YAML and TOML both aim to be human-readable, typed configuration formats, but they solve the "how do I represent nesting" problem in almost opposite ways. YAML implies structure through indentation and dash-prefixed sequences (block style), with an optional inline flow style for the same data. TOML makes structure explicit with bracketed section headers and has no indentation-based nesting at all. This converter parses your YAML into its underlying data model — mappings, sequences, and typed scalars — and re-emits that same data using TOML's table syntax.

A nested YAML mapping becomes a [table] header. Given:

database:
  host: localhost
  port: 5432
  ssl: true

the converter produces:

[database]
host = "localhost"
port = 5432
ssl = true

TOML requires this explicit [table] header for any nested object — there's no equivalent of just indenting a block further. The converter generates these headers automatically from your YAML's nesting depth, including dotted paths for deeper structures (a database.replica mapping becomes [database.replica]).

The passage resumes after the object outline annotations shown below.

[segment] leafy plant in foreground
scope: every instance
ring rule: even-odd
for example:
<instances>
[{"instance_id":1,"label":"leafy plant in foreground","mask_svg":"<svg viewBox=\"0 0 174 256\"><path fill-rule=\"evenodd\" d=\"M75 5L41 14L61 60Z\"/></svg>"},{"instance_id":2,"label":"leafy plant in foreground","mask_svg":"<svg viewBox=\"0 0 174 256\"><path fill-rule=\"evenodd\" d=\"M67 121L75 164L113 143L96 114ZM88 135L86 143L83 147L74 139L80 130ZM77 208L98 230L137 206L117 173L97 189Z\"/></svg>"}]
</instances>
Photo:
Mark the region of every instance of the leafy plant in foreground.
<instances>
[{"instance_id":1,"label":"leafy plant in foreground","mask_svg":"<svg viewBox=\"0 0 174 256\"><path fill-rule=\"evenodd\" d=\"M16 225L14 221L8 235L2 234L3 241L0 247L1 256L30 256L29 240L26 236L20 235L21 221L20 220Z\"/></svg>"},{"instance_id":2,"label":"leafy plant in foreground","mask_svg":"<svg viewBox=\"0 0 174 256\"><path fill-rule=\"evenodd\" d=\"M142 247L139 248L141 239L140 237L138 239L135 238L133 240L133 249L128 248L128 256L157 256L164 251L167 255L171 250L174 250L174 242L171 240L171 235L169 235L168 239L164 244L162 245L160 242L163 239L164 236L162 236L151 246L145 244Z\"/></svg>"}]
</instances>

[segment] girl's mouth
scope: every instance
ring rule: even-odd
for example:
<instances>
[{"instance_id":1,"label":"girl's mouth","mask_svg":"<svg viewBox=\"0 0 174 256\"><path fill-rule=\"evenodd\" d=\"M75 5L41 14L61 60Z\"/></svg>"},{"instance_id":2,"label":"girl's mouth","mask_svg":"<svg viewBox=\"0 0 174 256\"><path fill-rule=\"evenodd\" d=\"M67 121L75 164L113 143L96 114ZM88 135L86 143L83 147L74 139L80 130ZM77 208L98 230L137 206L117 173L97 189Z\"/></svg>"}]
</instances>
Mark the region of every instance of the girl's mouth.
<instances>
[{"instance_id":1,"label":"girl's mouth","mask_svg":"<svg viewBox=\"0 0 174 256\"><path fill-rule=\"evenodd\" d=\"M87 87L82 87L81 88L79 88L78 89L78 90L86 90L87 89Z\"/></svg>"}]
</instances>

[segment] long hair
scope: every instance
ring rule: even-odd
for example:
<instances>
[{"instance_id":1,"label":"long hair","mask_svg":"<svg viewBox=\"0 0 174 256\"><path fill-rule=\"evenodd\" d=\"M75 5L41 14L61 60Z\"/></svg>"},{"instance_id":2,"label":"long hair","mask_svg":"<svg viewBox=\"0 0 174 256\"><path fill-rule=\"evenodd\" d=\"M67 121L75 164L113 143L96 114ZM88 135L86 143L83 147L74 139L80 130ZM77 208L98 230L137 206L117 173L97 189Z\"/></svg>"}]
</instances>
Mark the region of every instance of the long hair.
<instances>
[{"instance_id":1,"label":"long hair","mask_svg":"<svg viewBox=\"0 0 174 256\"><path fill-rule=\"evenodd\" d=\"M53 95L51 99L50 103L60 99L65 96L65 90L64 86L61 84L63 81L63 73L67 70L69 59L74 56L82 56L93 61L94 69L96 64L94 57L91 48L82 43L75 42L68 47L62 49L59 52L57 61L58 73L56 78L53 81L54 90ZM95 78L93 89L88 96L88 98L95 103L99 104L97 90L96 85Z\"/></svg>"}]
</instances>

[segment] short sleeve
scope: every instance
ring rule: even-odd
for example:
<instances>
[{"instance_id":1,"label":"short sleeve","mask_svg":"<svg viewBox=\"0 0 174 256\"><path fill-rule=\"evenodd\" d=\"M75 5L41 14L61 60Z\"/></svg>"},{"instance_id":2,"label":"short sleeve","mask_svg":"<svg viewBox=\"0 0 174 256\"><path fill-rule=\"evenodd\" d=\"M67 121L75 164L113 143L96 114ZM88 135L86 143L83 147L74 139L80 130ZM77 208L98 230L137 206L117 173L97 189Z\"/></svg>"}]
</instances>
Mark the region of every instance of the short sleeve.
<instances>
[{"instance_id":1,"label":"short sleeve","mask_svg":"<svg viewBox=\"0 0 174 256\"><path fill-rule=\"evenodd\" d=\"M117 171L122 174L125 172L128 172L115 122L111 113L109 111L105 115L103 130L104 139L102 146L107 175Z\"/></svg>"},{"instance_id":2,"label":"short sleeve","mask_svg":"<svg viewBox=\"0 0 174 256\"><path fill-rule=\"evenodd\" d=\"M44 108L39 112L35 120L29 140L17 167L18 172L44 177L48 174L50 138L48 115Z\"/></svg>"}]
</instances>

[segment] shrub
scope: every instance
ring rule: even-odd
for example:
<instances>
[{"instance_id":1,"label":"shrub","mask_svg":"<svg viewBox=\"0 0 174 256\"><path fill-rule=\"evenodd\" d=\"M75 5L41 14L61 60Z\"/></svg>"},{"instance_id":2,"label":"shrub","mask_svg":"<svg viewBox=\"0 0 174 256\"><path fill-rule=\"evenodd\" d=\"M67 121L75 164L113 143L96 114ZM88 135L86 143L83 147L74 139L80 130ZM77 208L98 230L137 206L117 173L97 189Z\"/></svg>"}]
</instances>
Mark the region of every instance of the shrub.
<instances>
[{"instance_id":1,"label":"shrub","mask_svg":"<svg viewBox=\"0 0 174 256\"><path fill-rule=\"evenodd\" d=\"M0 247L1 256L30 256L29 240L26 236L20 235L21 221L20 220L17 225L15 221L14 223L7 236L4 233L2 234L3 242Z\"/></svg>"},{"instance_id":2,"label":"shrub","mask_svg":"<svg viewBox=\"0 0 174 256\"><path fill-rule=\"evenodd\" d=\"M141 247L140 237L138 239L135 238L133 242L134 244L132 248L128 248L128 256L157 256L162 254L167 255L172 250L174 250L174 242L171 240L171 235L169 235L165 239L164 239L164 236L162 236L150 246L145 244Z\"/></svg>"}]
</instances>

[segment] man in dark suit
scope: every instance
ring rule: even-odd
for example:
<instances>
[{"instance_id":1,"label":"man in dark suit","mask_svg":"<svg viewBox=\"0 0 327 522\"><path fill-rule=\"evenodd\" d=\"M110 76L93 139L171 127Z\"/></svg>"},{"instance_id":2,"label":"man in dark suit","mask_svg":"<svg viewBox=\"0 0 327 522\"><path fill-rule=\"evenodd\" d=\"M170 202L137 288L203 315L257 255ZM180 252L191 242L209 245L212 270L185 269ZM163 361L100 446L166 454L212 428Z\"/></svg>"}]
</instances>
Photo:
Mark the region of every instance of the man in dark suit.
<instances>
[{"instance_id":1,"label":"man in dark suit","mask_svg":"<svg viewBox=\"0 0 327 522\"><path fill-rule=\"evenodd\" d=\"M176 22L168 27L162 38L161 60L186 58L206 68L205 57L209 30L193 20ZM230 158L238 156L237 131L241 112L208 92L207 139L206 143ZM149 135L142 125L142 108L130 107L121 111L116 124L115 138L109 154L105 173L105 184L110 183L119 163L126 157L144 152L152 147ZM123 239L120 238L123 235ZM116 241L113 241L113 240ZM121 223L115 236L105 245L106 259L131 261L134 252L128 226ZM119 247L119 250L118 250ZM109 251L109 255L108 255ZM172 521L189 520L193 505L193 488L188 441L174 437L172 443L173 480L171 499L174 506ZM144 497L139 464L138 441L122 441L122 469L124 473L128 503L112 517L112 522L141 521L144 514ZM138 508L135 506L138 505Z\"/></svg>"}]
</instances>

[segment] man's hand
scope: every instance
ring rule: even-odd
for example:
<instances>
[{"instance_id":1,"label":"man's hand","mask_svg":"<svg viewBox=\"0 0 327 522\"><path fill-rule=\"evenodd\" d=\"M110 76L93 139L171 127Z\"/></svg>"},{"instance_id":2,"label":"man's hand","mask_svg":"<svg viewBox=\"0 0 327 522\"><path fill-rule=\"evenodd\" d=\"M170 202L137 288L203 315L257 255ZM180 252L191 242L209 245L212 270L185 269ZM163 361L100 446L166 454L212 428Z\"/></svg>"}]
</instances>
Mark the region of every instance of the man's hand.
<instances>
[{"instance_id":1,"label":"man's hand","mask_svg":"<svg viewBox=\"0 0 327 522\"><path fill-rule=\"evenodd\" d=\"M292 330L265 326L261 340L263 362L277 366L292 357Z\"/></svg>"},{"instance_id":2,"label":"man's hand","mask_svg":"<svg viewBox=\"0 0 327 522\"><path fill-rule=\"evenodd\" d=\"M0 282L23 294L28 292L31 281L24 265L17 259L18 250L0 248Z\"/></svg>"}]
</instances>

Arrays of objects follow the same explicit-header logic but with double brackets. A YAML sequence of mappings:

servers:
  - name: web1
    ip: 10.0.0.1
  - name: web2
    ip: 10.0.0.2

becomes TOML's array-of-tables syntax:

[[servers]]
name = "web1"
ip = "10.0.0.1"

[[servers]]
name = "web2"
ip = "10.0.0.2"

Each [[servers]] header appends one more element to the servers array — this is the only way TOML represents a list of objects, whereas YAML's - sequence marker handles lists of any element type without special-casing objects versus scalars.

Typed scalars mostly translate one to one. Both specs define strings, integers, floats, booleans, and dates/datetimes as native, non-string types, so port: 5432 and enabled: true in YAML become port = 5432 and enabled = true in TOML without added quoting — the converter doesn't have to guess types, since YAML parsers already resolve them against the YAML 1.2 core schema tags before the TOML serializer sees them.

The gap is everything YAML defines that TOML's spec simply has no slot for. YAML has an explicit null (written ~ or null); TOML's type system has no null at all, so this converter maps a YAML null value to an empty string ("") — the closest shape-preserving equivalent, though it means a field that was explicitly "no value" becomes indistinguishable from a field that's genuinely an empty string once converted. YAML also supports anchors (&name) and aliases (*name) that let one node reuse another node's content by reference, plus multiple ----separated documents inside a single file; TOML has no mechanism for either, since a TOML file is defined as one flat document with no internal cross-references.

Developers reach for this conversion when moving configuration between ecosystems that standardized on different formats rather than by preference — taking values out of a YAML-based CI pipeline or infrastructure manifest and dropping them into a Rust Cargo.toml, a Python pyproject.toml consumed by Poetry or Hatch, or a static-site generator's TOML front matter, all of which parse TOML specifically and won't accept YAML as a substitute.